State and explain Newton's second law of motion. Write its important points.

(N/A) Statement: The time rate of change of momentum of a body is directly proportional to the resultant force acting on it,and this change occurs in the direction of the resultant force.
Let a resultant force $\vec{F}$ act on a body of mass $m$ for a time interval $\Delta t$. During this,let its velocity change from $\vec{v}$ to $\vec{v} + \Delta \vec{v}$.
Initial momentum: $\vec{p}_i = m\vec{v}$
Final momentum: $\vec{p}_f = m(\vec{v} + \Delta \vec{v})$
Change in momentum:
$\Delta \vec{p} = \vec{p}_f - \vec{p}_i = m(\vec{v} + \Delta \vec{v}) - m\vec{v} = m\Delta \vec{v}$
From the second law of motion:
$\vec{F} \propto \frac{\Delta \vec{p}}{\Delta t} \implies \vec{F} = k \frac{\Delta \vec{p}}{\Delta t}$
Taking the limit $\Delta t \to 0$:
$\vec{F} = \frac{d\vec{p}}{dt} = \frac{d(m\vec{v})}{dt} = m\frac{d\vec{v}}{dt} = m\vec{a}$ (assuming constant mass).
Important points:
$(i)$ Newton's second law is $\vec{F} = \frac{d\vec{p}}{dt}$. If mass is constant,$\vec{F} = m\vec{a}$.
$(ii)$ If the resultant external force is zero,then $\vec{a} = 0$,meaning velocity is constant,which is consistent with Newton's first law.
$(iii)$ The law provides the magnitude of force. It is a vector quantity with components: $F_x = ma_x, F_y = ma_y, F_z = ma_z$. If force acts at an angle,only the component in the direction of velocity changes it.

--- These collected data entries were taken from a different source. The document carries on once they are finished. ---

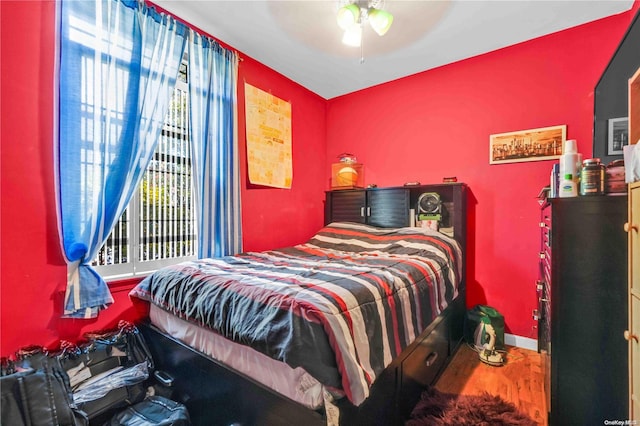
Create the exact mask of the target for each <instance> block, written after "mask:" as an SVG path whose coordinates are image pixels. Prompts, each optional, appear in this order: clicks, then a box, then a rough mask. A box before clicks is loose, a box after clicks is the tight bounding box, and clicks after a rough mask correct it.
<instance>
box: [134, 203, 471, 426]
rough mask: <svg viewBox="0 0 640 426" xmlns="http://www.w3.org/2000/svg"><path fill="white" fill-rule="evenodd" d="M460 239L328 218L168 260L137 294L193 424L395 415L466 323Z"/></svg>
mask: <svg viewBox="0 0 640 426" xmlns="http://www.w3.org/2000/svg"><path fill="white" fill-rule="evenodd" d="M450 208H451V209H452V212H453V211H454V210H456V206H450ZM457 214H458V216H459V215H460V212H458V213H457ZM459 234H460V233H458V236H459ZM463 248H464V244H461V242H460V238H453V237H449V236H447V235H444V234H443V233H441V232H437V231H433V230H429V229H423V228H416V227H402V228H383V227H374V226H369V225H366V224H359V223H350V222H335V223H330V224H328V225H326V226H325V227H323V228H322V229H321V230H319V231H318V232H317V233H316V234H315V235H314V236H313V237H312V238H310V239H309V240H308V241H307V242H305V243H304V244H300V245H296V246H293V247H286V248H282V249H278V250H270V251H264V252H250V253H242V254H239V255H237V256H229V257H224V258H217V259H201V260H198V261H192V262H185V263H182V264H180V265H175V266H171V267H167V268H163V269H161V270H160V271H157V272H156V273H154V274H152V275H150V276H149V277H147V278H145V279H144V280H143V281H142V282H141V283H140V284H139V285H137V286H136V287H135V288H134V289H133V290H132V291H131V296H132V297H135V298H138V299H141V300H144V301H145V302H148V303H149V323H148V325H145V326H143V333H144V334H145V336H146V337H147V340H148V341H149V342H150V346H151V347H152V352H154V356H155V357H156V358H158V359H157V360H156V365H158V366H159V368H161V369H162V370H164V371H167V372H168V373H169V375H171V376H174V377H175V378H176V379H175V381H176V384H175V385H174V386H173V387H172V390H173V391H174V393H175V395H174V397H176V399H179V400H182V402H185V403H186V405H187V406H188V407H189V408H190V411H192V415H193V417H194V423H195V424H198V423H199V422H201V424H230V423H233V422H237V423H241V424H301V423H305V424H356V423H358V424H363V423H370V424H376V423H377V424H393V423H399V422H401V419H402V418H404V417H405V416H406V412H407V410H408V409H409V408H410V407H411V406H412V404H413V402H414V399H415V398H416V396H417V394H418V393H419V391H418V389H419V388H421V387H422V386H424V385H427V384H430V383H431V382H432V381H433V380H434V379H435V377H436V376H437V374H439V372H440V371H441V369H442V368H443V367H444V365H446V362H447V360H448V359H449V358H450V356H451V354H452V353H453V351H454V350H455V346H456V345H457V342H459V340H460V337H461V335H462V324H461V321H462V314H463V312H464V308H465V306H464V279H463V277H464V271H463V269H464V250H463ZM212 416H213V417H214V418H213V419H212ZM198 419H202V420H198Z"/></svg>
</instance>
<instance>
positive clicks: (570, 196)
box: [558, 173, 578, 198]
mask: <svg viewBox="0 0 640 426" xmlns="http://www.w3.org/2000/svg"><path fill="white" fill-rule="evenodd" d="M558 192H559V194H558V196H559V197H560V198H565V197H577V196H578V185H577V184H576V182H575V180H574V179H573V176H572V175H571V174H570V173H567V174H565V175H563V177H562V179H560V189H559V191H558Z"/></svg>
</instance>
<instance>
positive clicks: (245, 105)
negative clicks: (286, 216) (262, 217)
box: [244, 83, 293, 188]
mask: <svg viewBox="0 0 640 426" xmlns="http://www.w3.org/2000/svg"><path fill="white" fill-rule="evenodd" d="M244 93H245V113H246V119H247V126H246V127H247V163H248V168H249V182H251V183H253V184H256V185H265V186H274V187H276V188H291V181H292V180H293V166H292V161H291V104H290V103H289V102H286V101H283V100H282V99H279V98H276V97H275V96H273V95H271V94H270V93H267V92H264V91H262V90H260V89H258V88H257V87H253V86H251V85H250V84H247V83H245V84H244Z"/></svg>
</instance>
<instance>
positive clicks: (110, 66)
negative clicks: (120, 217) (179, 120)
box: [55, 0, 187, 318]
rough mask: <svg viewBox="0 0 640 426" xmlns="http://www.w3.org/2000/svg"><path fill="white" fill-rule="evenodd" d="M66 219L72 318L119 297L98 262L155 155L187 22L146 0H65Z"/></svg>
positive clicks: (64, 37)
mask: <svg viewBox="0 0 640 426" xmlns="http://www.w3.org/2000/svg"><path fill="white" fill-rule="evenodd" d="M58 18H59V31H58V39H59V40H58V41H59V44H58V47H59V62H58V68H59V69H58V75H59V105H58V121H57V123H58V138H57V144H56V146H55V149H56V157H55V158H56V162H57V164H56V170H57V176H56V178H57V185H56V186H57V190H58V191H57V203H58V206H57V207H58V219H59V220H58V222H59V228H60V236H61V243H62V247H63V251H64V255H65V257H66V260H67V263H68V282H67V291H66V297H65V305H64V316H66V317H74V318H91V317H95V316H97V314H98V312H99V310H100V309H103V308H105V307H106V306H108V305H109V304H110V303H112V302H113V298H112V297H111V294H110V292H109V289H108V287H107V285H106V283H105V282H104V280H103V279H102V278H101V277H100V276H99V275H98V274H97V273H96V272H95V271H94V270H93V269H92V268H91V266H90V262H91V260H92V259H93V258H94V257H95V256H96V253H97V251H98V250H99V248H100V246H101V245H102V244H103V242H104V241H105V240H106V238H107V236H108V235H109V232H110V231H111V229H112V227H113V226H114V224H115V223H116V222H117V221H118V219H119V218H120V216H121V215H122V213H123V211H124V209H125V208H126V206H127V204H128V203H129V200H130V198H131V195H132V194H133V192H134V190H135V189H136V187H137V185H138V183H139V181H140V179H141V178H142V176H143V174H144V172H145V169H146V167H147V164H148V162H149V160H150V159H151V157H152V155H153V153H154V151H155V147H156V142H157V140H158V135H159V133H160V130H161V128H162V124H163V121H164V117H165V114H166V111H167V108H168V103H169V100H170V95H171V91H172V90H173V87H174V86H175V81H176V77H177V74H178V68H179V66H180V62H181V60H182V55H183V52H184V49H185V46H186V33H187V28H186V26H185V25H183V24H181V23H179V22H176V21H175V20H174V19H172V18H171V17H168V16H165V15H164V14H160V13H158V12H157V11H155V9H153V8H150V7H148V6H146V5H145V3H144V2H143V1H139V2H138V1H126V0H85V1H73V0H71V1H68V0H64V1H62V2H59V3H58Z"/></svg>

$(iv)$ The equation $\vec{F} = m\vec{a}$ applies to point objects,rigid bodies,or systems of particles where $\vec{F}$ is the resultant force and $\vec{a}$ is the acceleration of the center of mass.
$(v)$ The law relates force and acceleration at a specific instant; it does not depend on the history of the object's motion.